Quantencomputer nutzen quantenmechanische Eigenschaften und arbeiten deshalb anders als klassische Computer. Dies ist bemerkenswert, da mit diesen Rechnern bestimmte Probleme schneller berechnet werden können. Zu diesen Problemen gehören jene, auf die wir aktuell bei Verschlüsselung vertrauen. Das ist seit 1994 in Fachkreisen bekannt (und führte zu einem Schub dieser Technologie). Wenn es gelingt, entsprechende Quantencomputer zu bauen, dann sind wesentliche, weltweit täglich und viel genutzte Verschlüsselungsverfahren unsicher. Und da Kommunikation abgehört und gespeichert werden kann, kann diese auch nachträglich entschlüsselt werden. Aus diesem Grund wird nach neuen Verschlüsselungsverfahren gesucht, die von Quantencomputern nicht effizient berechnet werden können. Ein Ansatz ist, quantenmechanische Eigenschaften ebenfalls für Verschlüsselung zu verwenden. Photonen (Lichtteilchen) haben diese Eigenschaften und lassen sich einfach kontrolliert durch Laser erzeugen, übertragen und durch einen Sensor messen. So lassen sich kryptographische Schlüssel austauschen, um damit Nachrichten zu verschlüsseln. Die Idee der Verwendung von Quanteneffekten zum Austausch von kryptographischen Schlüsseln wurde bereits 1983 publiziert.2 Sie besteht im Wesentlichen darin, eine Reihe von Photonen paarweise zu koppeln (genauer: in Superposition zu verschränken) und eines von jedem Paar zu übertragen. Eine Messung des übertragenen Photons bewirkt eine Zustandsänderung beider Photonen des Paars. Die dazu nötigen technischen Voraussetzungen existieren schon lange. Aber dadurch bestimmen die konkreten physikalischen Bedingungen des Netzwerks die Verschlüsselung.

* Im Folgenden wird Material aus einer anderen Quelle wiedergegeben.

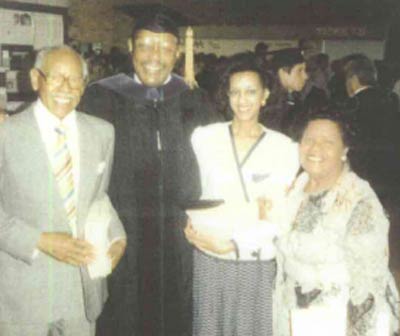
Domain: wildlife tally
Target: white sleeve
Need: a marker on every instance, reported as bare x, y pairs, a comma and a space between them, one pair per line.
257, 241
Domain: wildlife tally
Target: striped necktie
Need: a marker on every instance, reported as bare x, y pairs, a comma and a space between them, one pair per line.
64, 176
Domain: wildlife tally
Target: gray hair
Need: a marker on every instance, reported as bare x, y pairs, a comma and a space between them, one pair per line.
44, 53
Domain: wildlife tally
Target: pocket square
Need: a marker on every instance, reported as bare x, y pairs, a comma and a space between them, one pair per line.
100, 168
259, 177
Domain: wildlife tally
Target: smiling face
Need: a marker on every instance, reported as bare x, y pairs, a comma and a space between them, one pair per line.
246, 95
321, 150
295, 79
59, 82
154, 56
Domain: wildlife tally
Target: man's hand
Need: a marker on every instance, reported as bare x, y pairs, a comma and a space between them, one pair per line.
65, 248
207, 242
116, 251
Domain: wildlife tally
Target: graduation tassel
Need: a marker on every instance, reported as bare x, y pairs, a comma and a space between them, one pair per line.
189, 59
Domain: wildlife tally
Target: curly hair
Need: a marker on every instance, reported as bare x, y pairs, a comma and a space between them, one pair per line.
337, 114
242, 62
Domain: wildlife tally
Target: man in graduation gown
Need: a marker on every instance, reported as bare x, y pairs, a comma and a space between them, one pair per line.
155, 171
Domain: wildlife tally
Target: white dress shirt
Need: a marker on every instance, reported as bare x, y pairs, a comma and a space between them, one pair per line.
47, 123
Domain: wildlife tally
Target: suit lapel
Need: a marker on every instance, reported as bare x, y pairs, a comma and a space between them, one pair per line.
87, 171
36, 155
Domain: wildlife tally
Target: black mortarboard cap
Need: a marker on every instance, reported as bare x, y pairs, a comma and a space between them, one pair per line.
287, 57
158, 22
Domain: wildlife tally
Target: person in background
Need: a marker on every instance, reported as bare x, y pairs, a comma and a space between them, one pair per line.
335, 278
3, 115
55, 165
242, 163
154, 113
285, 109
374, 155
315, 92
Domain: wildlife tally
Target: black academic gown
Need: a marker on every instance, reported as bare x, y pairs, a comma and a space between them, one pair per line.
155, 172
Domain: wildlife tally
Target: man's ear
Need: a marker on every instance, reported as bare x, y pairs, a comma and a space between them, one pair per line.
130, 44
35, 77
266, 95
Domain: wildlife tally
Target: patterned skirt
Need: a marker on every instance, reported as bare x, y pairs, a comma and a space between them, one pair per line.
232, 298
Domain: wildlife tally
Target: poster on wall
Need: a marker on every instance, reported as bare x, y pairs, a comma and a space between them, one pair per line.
16, 27
31, 28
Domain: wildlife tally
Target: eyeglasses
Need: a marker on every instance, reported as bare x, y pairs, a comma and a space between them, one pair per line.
58, 80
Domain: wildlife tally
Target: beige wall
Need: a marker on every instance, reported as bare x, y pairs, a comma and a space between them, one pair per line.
97, 21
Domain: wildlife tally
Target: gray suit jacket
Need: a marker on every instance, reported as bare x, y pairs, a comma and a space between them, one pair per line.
43, 289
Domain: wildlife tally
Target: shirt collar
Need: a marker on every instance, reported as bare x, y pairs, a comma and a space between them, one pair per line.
137, 79
44, 115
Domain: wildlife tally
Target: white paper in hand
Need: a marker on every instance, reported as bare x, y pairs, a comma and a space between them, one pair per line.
96, 233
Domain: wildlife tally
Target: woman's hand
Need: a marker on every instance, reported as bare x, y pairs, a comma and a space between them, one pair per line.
207, 242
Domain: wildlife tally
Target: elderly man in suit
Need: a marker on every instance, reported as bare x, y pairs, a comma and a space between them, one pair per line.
55, 164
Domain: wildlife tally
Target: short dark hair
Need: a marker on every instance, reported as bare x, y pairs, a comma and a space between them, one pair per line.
157, 22
361, 66
241, 62
335, 113
287, 59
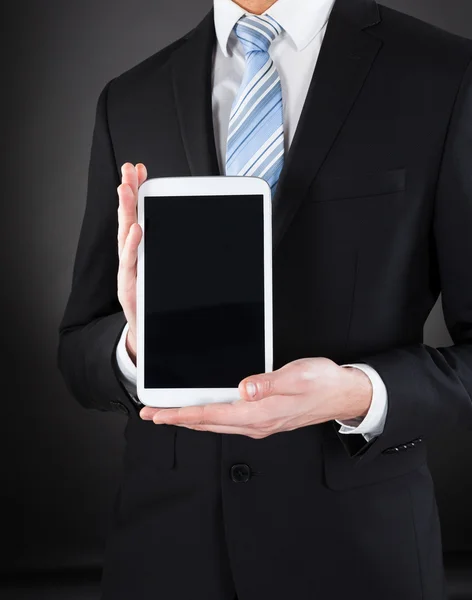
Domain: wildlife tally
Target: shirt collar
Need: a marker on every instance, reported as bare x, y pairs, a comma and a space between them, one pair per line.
301, 19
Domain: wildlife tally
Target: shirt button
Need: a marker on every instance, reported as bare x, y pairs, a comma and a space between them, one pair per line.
240, 473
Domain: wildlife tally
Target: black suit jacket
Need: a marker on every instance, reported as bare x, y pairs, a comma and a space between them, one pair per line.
372, 219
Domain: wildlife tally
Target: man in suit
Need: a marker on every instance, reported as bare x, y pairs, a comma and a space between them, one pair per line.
315, 485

Sowohl Anbieter von Quantenverschlüsselung, Forscher:innen als auch die Medien stellen allerdings gelegentlich die kühne Behauptung auf, dass diese Technologie garantierte Sicherheit auf der Grundlage der physikalischen Gesetze biete. Die tatsächliche Sicherheit dieser Systeme ist aber nicht die theoretische Sicherheit, die sich aus den Gesetzen der Physik ergibt (wie modelliert und oft suggeriert wird), sondern die begrenzte Sicherheit, die durch Hardware- und Technikdesigns erreicht werden kann. Es gibt diverse sicherheitstechnische Probleme3 und es existieren auch andere Verfahren, welche wesentlich kostengünstiger sind und ein besser bekanntes Risikoprofil aufweisen. Trotzdem wird an der Entwicklung festgehalten.

1984 wurde bei IBM das erste quantenmechanische Protokoll zur Übertragung dieser Schlüssel entwickelt.4 1991 konnte es erstmals erfolgreich demonstriert werden. Die Distanz zwischen Sender und Empfänger, welche durch eine Glasfaserleitung miteinander verbunden waren, betrug 32 cm. Seitdem hat sich durch kontinuierliche Forschung und Entwicklung weltweit einiges getan.

Ab 2004 entstanden die ersten größeren Glasfasernetze für diese neue Art des Schlüsselaustauschs. Das erste wurde von der DARPA entwickelt, bestand aus 10 Stationen und war drei Jahre in Massachusetts, USA, in Betrieb.5 In Europa sind insbesondere das 2008 von der EU finanzierte Glasfasernetz SECOQC (Secure Communication Based on Quantum Cryptography), welches sieben Standorte in Wien und Umgebung miteinander über Glasfaserkabel verband6 als auch das von Id Quantique von 2009 bis 2011 im Großraum Genf,Schweiz,installierte Glasfasernetz7 zu nennen. Ebenfalls im Jahr 2009 wurde in Wuhu, China, ein hierarchisches Netzwerk demonstriert, welches vier Teilnetze miteinander verband.8 2010 wurde das Tokioter Netzwerk eingeweiht9 und auch in Russland gab es ab 2014 ein solches Netzwerk.10

Nachdem jahrzehntelang an Übertragungen von Schlüsseln per Glasfaser experimentiert wurde, entstanden weltweit kommerzielle Dienste. Bei Verwendung von Glasfasertechnologien ist die Entfernung zwischen Sender und Empfänger recht beschränkt. Durch Satellitenkommunikation kann diese Entfernung wesentlich vergrößert werden.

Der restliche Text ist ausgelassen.